The US economy last year recorded its lowest rate of labour productivity growth in more than a decade, with growth in output per hour worked falling behind the EU and Japan.
The fall casts further doubt on the ability of the Federal Reserve to cut interest rates as the US economy slows.
Research to be published today by the Conference Board, the international business organisation, shows that US labour productivity in the whole economy grew 1.4 per cent in 2006 as slower economic growth was combined with a rapid rise in employment. Gail Fosler, the chief economist of the board, said the fall was unlikely to be cyclical. Rather, it was a result of weaker gains in service industries, raising "concerns about the long-lasting productivity impact of information and communications technology". If weak productivity growth continued, she said, "even in a slow growth environment, the US economy will be performing close to its potential", restricting the Fed's ability to cut interest rates.
Investors now believe that there is only about a 10 per cent chance of a reduction in official interest rates by the May meeting of the Fed's interest rate-setting committee, according to the Federal Reserve Bank of Cleveland. The US slowdown in whole economy productivity growth over the past three years - to a rate half that in 2002 and 2003 - contrasts with rising productivity growth in Japan, on the back of a surge in manufacturing exports.

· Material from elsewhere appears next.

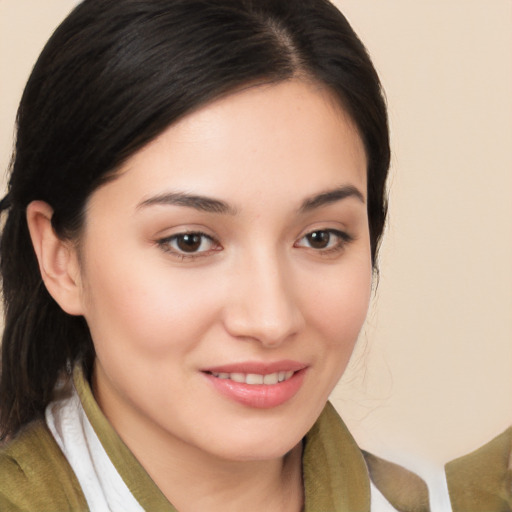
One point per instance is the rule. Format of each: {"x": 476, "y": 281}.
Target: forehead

Europe improved its productivity performance considerably last year as it enjoyed its first year of strong economic growth since 2000.
However, the improvement in Nordic countries and Germany masked continued weakness in southern Europe, where growth was generated by surging employment rather than an improvement in the efficiency of the economies of Spain, Italy and Portugal.
Productivity growth remained extremely high in the emerging countries of China, India and eastern Europe, as inefficient companies fell away and huge numbers of workers moved from agriculture to manufacturing.